1881年、エジプトの王家の谷でラムセス2世をはじめ多くのファラオや貴族のミイラが発見されました。現在、ラムセス2世のミイラはエジプト考古学博物館に納められています。

ラムセス2世の死後、エジプトも海の民の襲撃を受けました。これにより、エジプト新王国は大ダメージを受けてしまいます。

終戦後に結ばれたカデシュの平和条約とは

戦いの後、ヒッタイトとエジプト新王国は平和条約を結びました。ヒッタイトとエジプトはシリア・パレスティナ地方を分割統治することを定めます。

ヒッタイトからすれば、エジプトの北上を防ぎ、交易ルートを守ったといえるでしょう。その後、アムル王国は再びヒッタイトに服属します。北上を阻止されたエジプト側からすれば、得るものが少ない戦いでした。

カデシュの戦いに関するまとめ

いかがだったでしょうか。カデシュの戦いはオリエントを支配する2大強国であるヒッタイトとエジプト新王国が真正面からぶつかった戦いでした。鉄のイメージから力押しをしてきそうなヒッタイトが、実は策略を用いてラムセス2世を危機に陥れたのは驚きでした。
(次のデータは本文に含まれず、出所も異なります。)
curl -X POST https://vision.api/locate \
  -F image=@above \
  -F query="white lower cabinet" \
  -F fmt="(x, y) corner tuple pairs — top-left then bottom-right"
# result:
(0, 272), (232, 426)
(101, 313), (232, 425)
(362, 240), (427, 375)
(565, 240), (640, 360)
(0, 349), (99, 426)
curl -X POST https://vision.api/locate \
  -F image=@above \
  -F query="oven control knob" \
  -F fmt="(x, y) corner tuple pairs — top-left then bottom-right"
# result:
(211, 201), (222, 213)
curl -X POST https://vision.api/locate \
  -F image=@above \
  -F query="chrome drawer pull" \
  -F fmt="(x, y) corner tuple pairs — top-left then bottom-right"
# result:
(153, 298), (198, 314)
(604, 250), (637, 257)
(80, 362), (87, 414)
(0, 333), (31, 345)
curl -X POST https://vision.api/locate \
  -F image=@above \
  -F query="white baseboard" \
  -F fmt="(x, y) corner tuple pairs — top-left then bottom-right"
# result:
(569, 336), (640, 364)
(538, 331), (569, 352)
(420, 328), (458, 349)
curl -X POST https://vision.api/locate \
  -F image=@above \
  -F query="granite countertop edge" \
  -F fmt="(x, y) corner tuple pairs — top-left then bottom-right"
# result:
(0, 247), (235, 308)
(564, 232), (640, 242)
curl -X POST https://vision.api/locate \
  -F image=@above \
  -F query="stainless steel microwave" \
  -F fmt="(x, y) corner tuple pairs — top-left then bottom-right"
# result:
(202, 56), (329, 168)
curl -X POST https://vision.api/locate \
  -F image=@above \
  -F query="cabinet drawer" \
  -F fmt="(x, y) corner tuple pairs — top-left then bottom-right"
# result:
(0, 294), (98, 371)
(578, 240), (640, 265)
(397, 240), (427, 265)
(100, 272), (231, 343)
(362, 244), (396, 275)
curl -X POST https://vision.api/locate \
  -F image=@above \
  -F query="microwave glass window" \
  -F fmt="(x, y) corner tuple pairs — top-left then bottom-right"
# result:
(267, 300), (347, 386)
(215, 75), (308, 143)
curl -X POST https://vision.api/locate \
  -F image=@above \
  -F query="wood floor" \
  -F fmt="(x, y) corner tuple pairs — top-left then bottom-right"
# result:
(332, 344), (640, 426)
一方、ラムセス2世は戦いに勝利できませんでしたが、戦闘の様子を神殿に描かせ、勇猛に戦ったファラオとしてのイメージを広める戦略とします。
両国の間で結ばれた世界最古の国際条約は、戦争と条約の締結がワンセットとなる西洋の歴史の始まりでもありました。

カデシュの戦いとはどんな戦いなのか、カデシュの戦いの勝者は誰なのか、カデシュの戦いの時の王(ファラオ)は誰だったのかについて「そうだったのか!」と思える時間を提供できたら幸いです。

それでは、長時間をこの記事にお付き合いいただき、誠にありがとうございました。